The increase in diesel prices appears to be more than a trend again, with the average price per gallon rising 1.2 cents to $3.915 per gallon, according to the Department of Energy’s Energy Information Administration (EIA).
This marks the fourth straight week of increases, following gains of 3.6 cents, 3.9 cents and 1.1 cents, respectively, with the last four weeks accounting for a cumulative 9.8 cent gain.
The four-week stretch of gains has more than erased the 7.3 cent cumulative decline which occurred over the previous three weeks prior to these recent gains. And compared to this week last year, the average price per gallon is up 11.9 cents.
Regardless of the fluctuation in diesel prices, shippers are cognizant of the impact diesel prices can have on their bottom line—for better or worse.
And they continue to be proactive on that front, too, by taking steps to reduce mileage and transit lengths when possible as well as cut down on empty miles. And even through shippers want to adjust budgets in order to offset the increased costs higher fuel prices bring, it is not always an easy thing to manage.
Shippers have told LM that adjusting budgets is only part of the solution when it comes to dealing—and living—with fuel price fluctuation.
UPS Freight President Jack Holmes said at the eyefortransport 3PL Summit that fuel increases need to be taken into account as part of the shipper-carrier relationship.
“A carrier—who is a partner—simply passing expenses on to [a shipper] is not in my opinion a carrier you want to do business with,” said Holmes. “The one you want to do business with is the one who will tell you ‘this is what has happened and here is what we will do to mitigate that expense’ and hopefully you do things on fuel efficiency and idle time that get you closer to negating the impact of those things on your business but those are the differences between a vendor relationship and a partner relationship—which does things to help each other.”

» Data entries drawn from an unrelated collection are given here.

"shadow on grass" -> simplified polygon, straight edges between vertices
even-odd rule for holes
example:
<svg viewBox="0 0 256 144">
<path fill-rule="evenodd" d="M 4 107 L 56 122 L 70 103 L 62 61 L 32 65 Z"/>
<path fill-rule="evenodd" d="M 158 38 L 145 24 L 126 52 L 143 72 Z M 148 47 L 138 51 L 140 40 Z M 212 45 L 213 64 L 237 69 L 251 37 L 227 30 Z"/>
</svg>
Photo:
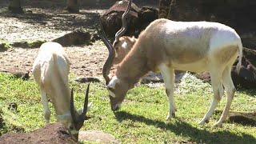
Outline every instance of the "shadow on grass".
<svg viewBox="0 0 256 144">
<path fill-rule="evenodd" d="M 125 119 L 130 119 L 134 122 L 144 122 L 146 125 L 154 126 L 163 130 L 170 130 L 176 135 L 182 135 L 190 138 L 190 142 L 196 143 L 253 143 L 256 138 L 252 135 L 241 133 L 237 135 L 228 130 L 210 132 L 206 130 L 200 130 L 190 124 L 178 120 L 177 122 L 165 123 L 162 121 L 152 120 L 141 115 L 132 114 L 125 111 L 114 113 L 116 118 L 122 122 Z"/>
</svg>

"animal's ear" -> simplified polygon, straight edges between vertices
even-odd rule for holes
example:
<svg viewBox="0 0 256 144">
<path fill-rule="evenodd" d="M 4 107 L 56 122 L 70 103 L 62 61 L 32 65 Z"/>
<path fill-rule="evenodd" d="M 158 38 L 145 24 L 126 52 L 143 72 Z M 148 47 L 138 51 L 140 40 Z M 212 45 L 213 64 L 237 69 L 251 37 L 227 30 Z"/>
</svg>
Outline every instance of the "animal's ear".
<svg viewBox="0 0 256 144">
<path fill-rule="evenodd" d="M 121 47 L 122 47 L 122 49 L 127 49 L 128 44 L 127 44 L 126 41 L 125 41 L 124 42 L 122 42 Z"/>
<path fill-rule="evenodd" d="M 116 84 L 118 82 L 118 78 L 116 76 L 112 77 L 110 82 L 106 86 L 109 90 L 114 90 Z"/>
</svg>

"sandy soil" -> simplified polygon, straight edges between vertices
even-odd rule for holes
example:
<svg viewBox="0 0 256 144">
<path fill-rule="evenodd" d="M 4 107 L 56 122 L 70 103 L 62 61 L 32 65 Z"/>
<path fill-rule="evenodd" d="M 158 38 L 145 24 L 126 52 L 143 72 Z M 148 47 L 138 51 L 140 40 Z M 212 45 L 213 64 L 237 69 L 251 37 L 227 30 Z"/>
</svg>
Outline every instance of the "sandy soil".
<svg viewBox="0 0 256 144">
<path fill-rule="evenodd" d="M 81 10 L 80 14 L 68 14 L 62 10 L 30 8 L 25 14 L 0 15 L 0 42 L 50 41 L 77 29 L 93 29 L 99 14 L 105 9 Z M 107 50 L 102 42 L 92 46 L 65 47 L 70 62 L 70 72 L 78 77 L 102 77 L 102 68 Z M 31 71 L 38 48 L 15 47 L 0 51 L 1 71 L 17 73 Z"/>
</svg>

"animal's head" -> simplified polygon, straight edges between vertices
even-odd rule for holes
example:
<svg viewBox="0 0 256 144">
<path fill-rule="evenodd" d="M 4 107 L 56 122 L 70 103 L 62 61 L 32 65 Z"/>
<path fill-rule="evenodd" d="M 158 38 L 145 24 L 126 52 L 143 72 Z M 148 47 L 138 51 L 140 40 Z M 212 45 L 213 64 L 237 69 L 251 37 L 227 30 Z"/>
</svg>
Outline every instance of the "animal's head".
<svg viewBox="0 0 256 144">
<path fill-rule="evenodd" d="M 115 51 L 115 58 L 114 59 L 113 64 L 120 63 L 122 59 L 130 52 L 137 38 L 134 37 L 122 36 L 118 38 L 118 40 L 114 41 L 113 47 Z"/>
<path fill-rule="evenodd" d="M 77 140 L 78 140 L 79 130 L 83 126 L 85 120 L 87 120 L 89 117 L 86 116 L 86 113 L 89 110 L 91 104 L 88 106 L 88 94 L 89 94 L 90 84 L 87 86 L 84 106 L 83 109 L 76 110 L 74 105 L 74 92 L 71 90 L 70 98 L 70 114 L 62 115 L 58 117 L 60 122 L 67 128 L 70 134 L 71 134 Z M 65 118 L 66 117 L 66 118 Z"/>
<path fill-rule="evenodd" d="M 124 100 L 126 93 L 130 87 L 129 82 L 114 76 L 106 86 L 110 99 L 112 110 L 118 110 L 121 108 L 121 103 Z"/>
<path fill-rule="evenodd" d="M 110 77 L 109 74 L 110 74 L 110 68 L 113 66 L 113 62 L 114 60 L 114 58 L 116 56 L 116 51 L 118 54 L 117 57 L 118 58 L 119 57 L 118 52 L 122 50 L 121 50 L 122 48 L 119 49 L 119 46 L 121 46 L 121 47 L 124 46 L 128 48 L 128 46 L 134 45 L 133 42 L 135 42 L 134 41 L 136 41 L 134 40 L 134 38 L 132 38 L 131 39 L 129 39 L 128 38 L 124 38 L 124 37 L 121 38 L 121 36 L 125 33 L 126 30 L 126 17 L 128 15 L 130 12 L 131 3 L 132 3 L 131 0 L 130 0 L 127 10 L 122 14 L 122 27 L 119 31 L 116 33 L 115 40 L 113 45 L 107 40 L 107 38 L 104 33 L 104 30 L 101 32 L 97 29 L 99 36 L 101 37 L 102 40 L 103 41 L 103 42 L 105 43 L 105 45 L 106 46 L 109 50 L 109 56 L 104 64 L 102 74 L 106 80 L 106 85 L 107 90 L 109 91 L 111 109 L 113 110 L 116 110 L 120 108 L 120 104 L 125 98 L 125 96 L 126 95 L 126 93 L 129 90 L 129 84 L 126 81 L 126 79 L 122 78 L 118 78 L 117 76 Z M 102 30 L 103 30 L 102 26 Z M 132 42 L 129 42 L 129 46 L 128 45 L 125 46 L 126 44 L 126 43 L 124 44 L 124 42 L 126 42 L 126 40 L 127 42 L 130 40 Z M 114 47 L 116 48 L 116 50 Z M 130 51 L 130 50 L 128 50 L 128 52 Z M 123 58 L 125 57 L 125 55 L 126 55 L 126 52 L 124 52 L 125 54 Z M 121 59 L 122 60 L 123 58 L 121 58 Z"/>
</svg>

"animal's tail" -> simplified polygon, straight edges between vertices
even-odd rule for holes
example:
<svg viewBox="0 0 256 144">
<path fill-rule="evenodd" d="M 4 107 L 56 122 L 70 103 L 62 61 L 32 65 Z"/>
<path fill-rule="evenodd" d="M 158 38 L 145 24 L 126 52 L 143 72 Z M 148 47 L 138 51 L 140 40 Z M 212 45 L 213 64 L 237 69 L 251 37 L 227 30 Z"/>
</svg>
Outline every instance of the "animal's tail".
<svg viewBox="0 0 256 144">
<path fill-rule="evenodd" d="M 238 49 L 239 49 L 239 58 L 238 58 L 238 62 L 237 64 L 237 73 L 238 74 L 239 74 L 239 72 L 240 72 L 240 69 L 241 69 L 241 66 L 242 66 L 242 42 L 239 42 L 238 44 Z"/>
</svg>

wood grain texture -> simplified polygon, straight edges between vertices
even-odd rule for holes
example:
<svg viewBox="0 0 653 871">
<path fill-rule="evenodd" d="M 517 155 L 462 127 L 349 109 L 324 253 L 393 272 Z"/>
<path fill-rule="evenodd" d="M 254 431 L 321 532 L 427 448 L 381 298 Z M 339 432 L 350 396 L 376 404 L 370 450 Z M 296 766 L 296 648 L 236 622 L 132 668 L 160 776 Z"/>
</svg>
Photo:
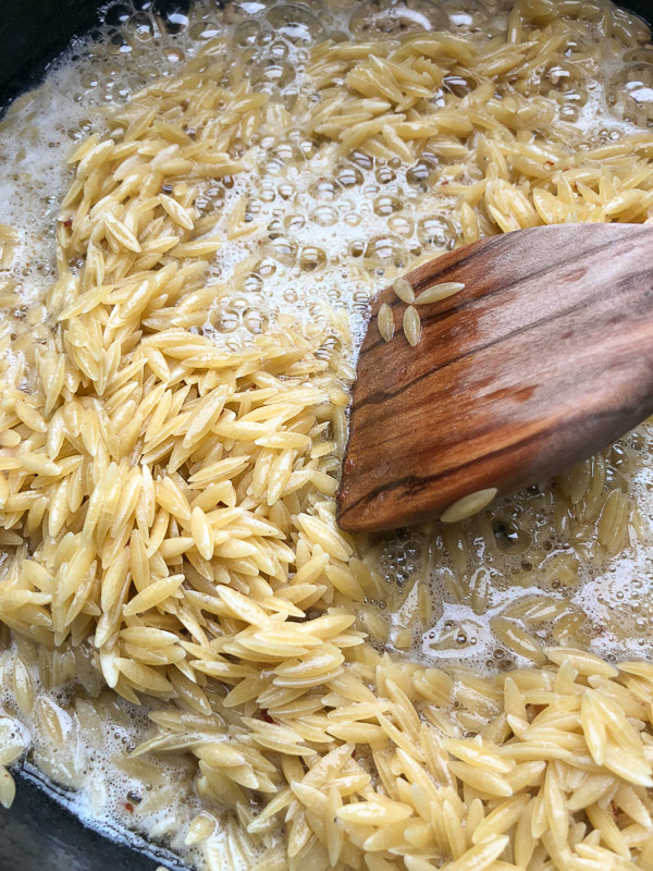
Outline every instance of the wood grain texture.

When asked if they expect to pay higher fuel surcharges in the coming months, a recent Logistics Management reader study of roughly 420 shippers found that 39.1 percent said yes they did, 44.1 percent said they did not expect to have to pay higher fuel surcharges, with 16.8 percent stating they were unsure.
Brittain Ladd, a global supply chain consultant, told LM that the primary strategy for shippers to combat raising fuel costs is to conduct supply chain network optimization to model the impact of rising diesel fuel and transportation costs, which he said is key as transportation costs become more important relative to production, inventory and facility fixed costs.
With that as the backdrop, Ladd said his recommended strategy for shippers is to “identify opportunities to increase the number of distribution centers to minimize distance travelled for outbound transportation and to make operational changes to trade down to lower cost transportation such as air to ground and trucking to rail. The challenge of course is that lead times and replenishment to meet customer demand must be analyzed and processes updates to adjust to the new transportation reality.”
A major contributor to the recent spike in gasoline prices is Middle East tension among oil producing countries. At press time, the average price per barrel of crude oil on the New York Mercantile Exchange was $104.32.